BlueArc Multi-Tier Virtualized Storage System Devours Monster Visual Effects in 'Clash of the Titans'

First Cinesite project to use BlueArc for managing rendering workloads with high performance

BlueArc today announced that London-based visual effects house Cinesite, a Kodak company, carried out artistic rendering of animation and scene development for the current Warner Bros blockbuster “Clash of the Titans” using a storage system from BlueArc.

The project was the first at Cinesite to be completed which utilized a new BlueArc Mercurysystem as storage for rendered animation and composited shots. During the creation of “Clash of the Titans”, Cinesite managed almost 200 terabytes of data, concurrently feeding over 2500 render cores to produce the visual effects.

Cinesite is currently working on the following forthcoming releases, “Marmaduke” (Fox), “The Chronicles of Narnia: The Voyage of the Dawn Treader” (Fox/Walden) and “John Carter of Mars” (Disney/Pixar), all of which are being produced on the same BlueArc system.

“The movie industry continues to have a voracious appetite for digitally created visual effects of ever increasing complexity and realism,” said Antony Hunt, managing director of Cinesite.

 

“We identified last year that we would need to increase our storage capacity threefold but did not necessarily want to add to our old cluster and be constrained by the performance of the existing storage nodes on it,” he continued.  “We were also conscious that certain aspects of our old system were struggling to keep pace with the ever increasing amount of randomly accessed data and needed to be revisited. After initial selection we conducted a series of acceptance tests on BlueArc and other vendors’ storage before making our final decision. We spoke with colleagues at other visual effects companies here in London who have BlueArc systems and only heard good things.”

 

“The next challenge for us is going to be stereoscopic content. This will see storage requirements double; maybe triple again, along with a corresponding increase in rendering. We feel confident that the BlueArc storage is going to elegantly grow to those levels and not constrain us.”

 

Cinesite typically handles up to eight projects at any one time with more than 350 VFX artists concurrently accessing thousands of files with sizes varying from just a few kilobytes to hundreds of gigabytes, frequently in unpredictable sequential and random patterns, placing enormous demands on throughput and I/O performance. 

“BlueArc impressed us by just being installed and working without the need to tweak it. We’re generally suspicious of things that do not work out of the box as they invariably bite you after what appears to be a trivial change to the workflow,” added Hunt.

Mercury virtualized storage pool allows Cinesite to seamlessly manage 130 terabytes of tiered SAS and SATA disk capacity. 

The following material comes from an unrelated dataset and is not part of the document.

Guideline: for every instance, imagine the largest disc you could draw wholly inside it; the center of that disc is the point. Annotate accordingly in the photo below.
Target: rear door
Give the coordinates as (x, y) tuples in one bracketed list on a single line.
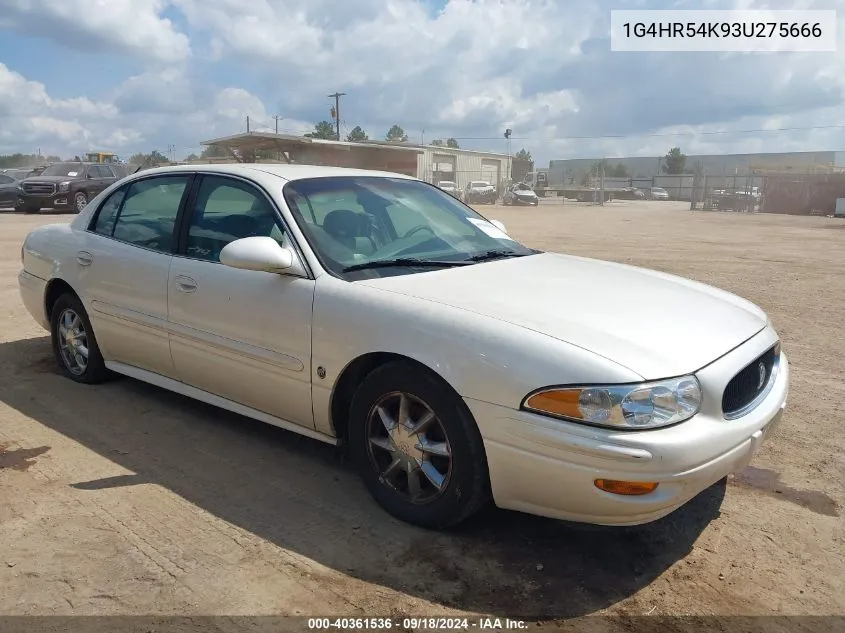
[(124, 261), (243, 335), (8, 191)]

Tier one uses high performance SAS disk for handling output image data as well as 3D movie files comprising thousands of image files per frame and thousands of frames per shot.  SATA disk in Tier two provides high bandwidth access to randomly accessed files such as raw scans which are fed sequentially into the pipeline.  An additional 36 terabyte tier of near-line archiving is provided by Cinesite’s old storage system. Movement of data between tiers is presently managed by legacy hierarchical storage management (HSM) tools. Going forward Cinesite plans to develop migration policies for the different tiers.

“We’ve been moving data from our old system across steadily at around five terabytes at a time,” continued Hunt. “The transition is almost complete and the process has been transparent to the end users.”

“We are thrilled that Cinesite has chosen our new multi-tier virtualized storage solution to manage its highly demanding storage requirements,” said Mike Gustafson, president and CEO of BlueArc.  “Our architecture is uniquely optimized to benefit businesses with high performance, scalable storage needs and that’s why BlueArc is fast becoming the solution of choice for companies in the film-making and CGI industries.”